I'm trying to specify a model for predicting lung cancer incidence based on a person's smoking history. Most studies simply use pack-years, a measure of the total cigarettes smoked in one's lifetime. I'd like to incorporate time weights into the calculation of pack-years, where the weights are estimated as part of the regression equation. What this adds is the ability to say, for example, that the effect of smoking a cigarette today is 3 times more influential than a cigarette smoked 10 years ago. I'm thinking of a Cox proportional hazards model (semi-parametric) like the one below, or maybe an accelerated failure time (parametric) model that might be more appropriate for prediction. How can I specify this model, preferably using an R package?

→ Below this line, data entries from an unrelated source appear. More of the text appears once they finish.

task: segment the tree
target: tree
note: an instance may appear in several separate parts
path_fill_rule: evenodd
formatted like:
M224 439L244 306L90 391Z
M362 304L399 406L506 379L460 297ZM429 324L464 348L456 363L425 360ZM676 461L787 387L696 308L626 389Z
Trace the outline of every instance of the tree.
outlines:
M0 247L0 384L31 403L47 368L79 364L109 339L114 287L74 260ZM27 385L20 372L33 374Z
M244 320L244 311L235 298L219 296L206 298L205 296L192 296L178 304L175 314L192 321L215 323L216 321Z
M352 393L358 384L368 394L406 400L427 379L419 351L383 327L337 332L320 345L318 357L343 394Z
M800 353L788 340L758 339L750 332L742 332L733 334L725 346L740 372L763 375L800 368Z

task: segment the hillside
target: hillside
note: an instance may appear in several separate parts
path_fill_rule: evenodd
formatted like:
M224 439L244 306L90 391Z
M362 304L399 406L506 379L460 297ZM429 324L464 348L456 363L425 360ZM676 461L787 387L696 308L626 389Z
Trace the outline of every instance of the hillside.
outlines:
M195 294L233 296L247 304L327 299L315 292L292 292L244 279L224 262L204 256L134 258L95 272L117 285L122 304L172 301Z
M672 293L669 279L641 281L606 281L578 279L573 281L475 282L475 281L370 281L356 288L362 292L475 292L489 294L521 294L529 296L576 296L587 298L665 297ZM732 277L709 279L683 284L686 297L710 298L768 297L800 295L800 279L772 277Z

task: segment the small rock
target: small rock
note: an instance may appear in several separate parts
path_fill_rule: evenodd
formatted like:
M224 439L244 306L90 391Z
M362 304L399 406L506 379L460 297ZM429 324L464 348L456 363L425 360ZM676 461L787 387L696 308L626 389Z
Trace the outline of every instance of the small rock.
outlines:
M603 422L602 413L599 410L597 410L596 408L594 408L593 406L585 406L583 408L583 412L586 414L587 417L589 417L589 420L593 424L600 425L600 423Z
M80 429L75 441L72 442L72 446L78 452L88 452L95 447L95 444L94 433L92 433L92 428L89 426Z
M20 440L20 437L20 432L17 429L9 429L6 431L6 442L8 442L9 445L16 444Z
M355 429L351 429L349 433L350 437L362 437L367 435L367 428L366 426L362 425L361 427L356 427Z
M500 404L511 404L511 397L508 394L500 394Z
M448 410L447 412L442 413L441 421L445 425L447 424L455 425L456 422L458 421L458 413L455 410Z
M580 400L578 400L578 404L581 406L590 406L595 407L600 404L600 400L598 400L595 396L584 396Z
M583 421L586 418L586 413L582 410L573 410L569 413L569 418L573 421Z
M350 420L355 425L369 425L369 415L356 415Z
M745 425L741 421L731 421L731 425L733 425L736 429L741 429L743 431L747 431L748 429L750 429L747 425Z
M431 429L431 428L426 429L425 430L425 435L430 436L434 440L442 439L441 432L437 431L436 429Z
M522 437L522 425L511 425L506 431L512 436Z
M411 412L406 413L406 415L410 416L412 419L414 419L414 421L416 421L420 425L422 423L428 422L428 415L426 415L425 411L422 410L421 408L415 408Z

$\lambda(t|X_i) = \lambda_0(t)\exp(\beta_1{Age}_i + \beta_2{Gender}_i + \beta_3 WPY_{i})$
The hazard rate at time $t$ is a function of age, gender and the weighted pack-year covariate.
$WPY_i ~ \sim \sum_{j=1}^{m} \omega_j \space PY_{ij}$
Weighted pack-years are calculated as, summing over each previous month $m$, the number of pack-years smoked in that month $PY_{ij}$ multiplied by the weight for that month $\omega_j$. Note that month $m$ means "months since now", not the calendar month. I expect that the weights $w_j$ follow something like a Gamma distribution and collectively sum to 1.
I attempted this already by wrapping a Cox model inside of optim()
to get values of $\omega_j$ that maximize the likelihood of the observed data. However, I'm not sure that I'm setting that up correctly and there's probably a less hacky way. I'm thinking this is possible with Stan. Any ideas?